Planted rice fields contribute to local communities, the state’s economy and have the unique ability to contribute to wildlife, the environment and broader ecosystem.
Every species from Swainson’s Hawks, Bald Eagles, Sandhill Cranes, River Otters, Western Pond Turtles, millions of migratory waterbirds traveling the Pacific Flyway, and the state and federally Threatened Giant Gartersnake all utilize the important habitat and food resources planted rice fields create.
With 95% of California’s historic wetlands now gone, rice fields now serve as critical surrogate wetland habitat for wildlife. Acquiring, restoring and replacing the wetland habitat and food resources for wildlife rice now provides would cost close to $3 Billion.
Every year 7-10 million ducks and geese innately travel to Northern California’s Sacramento Valley, spending the winter months in rice fields, relying on leftover rice grain as a primary food source enabling them to refuel before the next long journey.

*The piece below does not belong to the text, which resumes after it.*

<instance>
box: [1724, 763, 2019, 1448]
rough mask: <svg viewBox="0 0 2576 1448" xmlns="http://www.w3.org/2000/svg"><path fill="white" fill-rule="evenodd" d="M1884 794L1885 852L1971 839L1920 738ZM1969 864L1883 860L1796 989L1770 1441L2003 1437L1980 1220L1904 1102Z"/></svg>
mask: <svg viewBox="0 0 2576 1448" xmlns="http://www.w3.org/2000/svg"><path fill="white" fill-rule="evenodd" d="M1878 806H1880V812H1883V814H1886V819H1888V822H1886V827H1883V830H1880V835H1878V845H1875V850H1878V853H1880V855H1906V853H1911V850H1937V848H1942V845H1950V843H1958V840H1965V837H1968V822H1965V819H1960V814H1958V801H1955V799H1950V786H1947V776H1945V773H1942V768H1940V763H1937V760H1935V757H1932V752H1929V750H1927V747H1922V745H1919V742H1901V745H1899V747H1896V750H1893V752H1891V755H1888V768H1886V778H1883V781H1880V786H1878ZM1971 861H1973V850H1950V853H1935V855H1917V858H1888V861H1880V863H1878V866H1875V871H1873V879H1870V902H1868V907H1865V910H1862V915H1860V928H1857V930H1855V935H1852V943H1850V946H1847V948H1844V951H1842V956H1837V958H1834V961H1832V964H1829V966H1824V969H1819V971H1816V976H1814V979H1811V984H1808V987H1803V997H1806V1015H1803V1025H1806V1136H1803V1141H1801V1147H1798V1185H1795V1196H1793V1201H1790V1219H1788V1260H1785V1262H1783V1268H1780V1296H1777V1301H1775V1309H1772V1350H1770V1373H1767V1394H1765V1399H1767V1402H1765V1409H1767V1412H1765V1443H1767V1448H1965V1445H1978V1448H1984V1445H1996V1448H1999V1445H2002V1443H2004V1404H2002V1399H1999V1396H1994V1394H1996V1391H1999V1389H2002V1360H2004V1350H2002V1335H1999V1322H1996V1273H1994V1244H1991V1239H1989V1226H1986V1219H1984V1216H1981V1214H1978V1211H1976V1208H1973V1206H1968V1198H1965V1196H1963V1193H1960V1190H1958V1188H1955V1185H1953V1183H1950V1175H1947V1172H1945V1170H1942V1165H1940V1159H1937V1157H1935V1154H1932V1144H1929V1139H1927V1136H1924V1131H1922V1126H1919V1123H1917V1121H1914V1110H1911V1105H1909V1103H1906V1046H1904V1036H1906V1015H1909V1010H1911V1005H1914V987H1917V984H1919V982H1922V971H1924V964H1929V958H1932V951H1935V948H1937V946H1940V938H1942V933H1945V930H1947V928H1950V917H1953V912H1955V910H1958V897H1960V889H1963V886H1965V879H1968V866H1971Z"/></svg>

Rice fields provide more than 60% of the diet for the millions of ducks, geese and other wintering waterfowl.
Winter flooded rice fields also create critical habitat space for waterfowl to rest and develops aquatic organisms known as “Zooplankton” which is a nutrient-dense food source for fish.
Continued yearly work between rice farmers and scientists indicates rice fields may hold the key to boosting the state’s dwindling salmon population, with rice fields creating nutrient-rich food for baby salmon.
Planted rice fields are inherently multi-beneficial, with many others connected to the growing process. 40% of water used to grow rice gets recycled, flowing to neighboring farms to help irrigate other crops, traveling to wildlife refuges for reuse or continuing downstream returning to the environment.
For two decades now, the Sacramento Valley has been designated as a Western Hemisphere Shorebird Reserve Network site of International Importance, with rice fields being recognized for their importance to shorebird populations along the Pacific Flyway.